Published online by Cambridge University Press: 02 December 2009
In the 1990s, when the Geological Gallery at the American Museum of Natural History in New York was being redesigned, a series of moulds was made of classic geological sites and these were cast in fibreglass and installed in the geology exhibition. While there one can gaze at a piece of Scotland: Siccar Point on the Berwickshire coast, to be precise, which is one of the sites in the world that historians of geology would wish to visit to pay homage to the early geological fathers. Recently I was in New York and made my way to the gallery. I have to confess that I have never visited the real Siccar Point. Nevertheless its impact on me was palpable – I had to sit down in the gallery, and I gazed at the structure, identifying the almost upright beds overlain unconformably by almost horizontal beds tilted at a low angle.

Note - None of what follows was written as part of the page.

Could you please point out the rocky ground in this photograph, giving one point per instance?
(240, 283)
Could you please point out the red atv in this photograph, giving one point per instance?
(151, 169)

I realised that perhaps I was experiencing a similar sensation to that of the great gentleman geologist James Hutton (1726–1797) when he first saw the actual site over two hundred years earlier.
THE GENESIS OF A NEW THEORY OF THE EARTH
Sitting in the parlour of his Edinburgh house at St John's Hill on the afternoon of 7 March 1785, the regal-looking gentleman would have been somewhat apprehensive. It was nearly teatime but I suspect he would not have wanted to eat much; he had more pressing matters on his mind.